My research takes an integrated, cross-layer approach addressing both sensing and processing nodes, hardware and software, aiming to understand and control the interactions between these components for dynamic adaptation. This work was funded by the DARPA Reimagine Program.
Robust Sensor Intelligence Framework
Edge environments like resource constraints or dynamic weather can introduce input corruptions, challenging sensor reliability. While traditional input augmentation assumes ideal noise (e.g., Gaussian), real-world conditions often involve complex patterns like sensor-induced noise or rain. I developed a spatiotemporal rain removal network to detect and restore rain-aggected regions, improving action detection. Additionally, I created a cross-layer simulation methodology incorporating sensor design and process-voltage-temperature (PVT) variations via SPICE simulations during DNN training and evaluation.

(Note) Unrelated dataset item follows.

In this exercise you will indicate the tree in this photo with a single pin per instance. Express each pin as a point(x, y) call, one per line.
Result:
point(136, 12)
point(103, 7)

This work is published in BMVC’19, AICAS’20, and JETCAS’20.
Early Warning-based Adaptive Sensor
While robust deep learning enhances sensor reliability, it cannot eliminate all failures, especially in safety-critical environments. To proactively manage potential disruptions, I developed an adaptive sensor framework that adjusts pixel operations based on early data quality assessments, enhancing resource efficiency without compromising accuracy. This framework leverages model uncertainty as a control metric. Traditional uncertainty estimation methods, like Bayesian neural networks and Monte Carlo sampling, introduce latency; I addressed this with ModelNet, a sampling-free DNN that estimates uncertainty efficiently, achieving up to 179x less computational cost than MC dropout. Additionally, CLUE, a cross-layer uncertainty estimator, accounts for processing hardware variations, reducing calibration error with minimal energy overhead. ModelNet and CLUE together enable an uncertainty-driven sensor control system, enhancing task accuracy and frame rate. This work has been published in DAC’20, DATE’21, Sensors-J’21, IJCNN’22 (Best Paper), and IJCNN’23. Moreover, this research on predicting the trustworthiness of predictions and controlling sensor operations became a foundational concept for the CogniSense center in the JUMP2.0 program.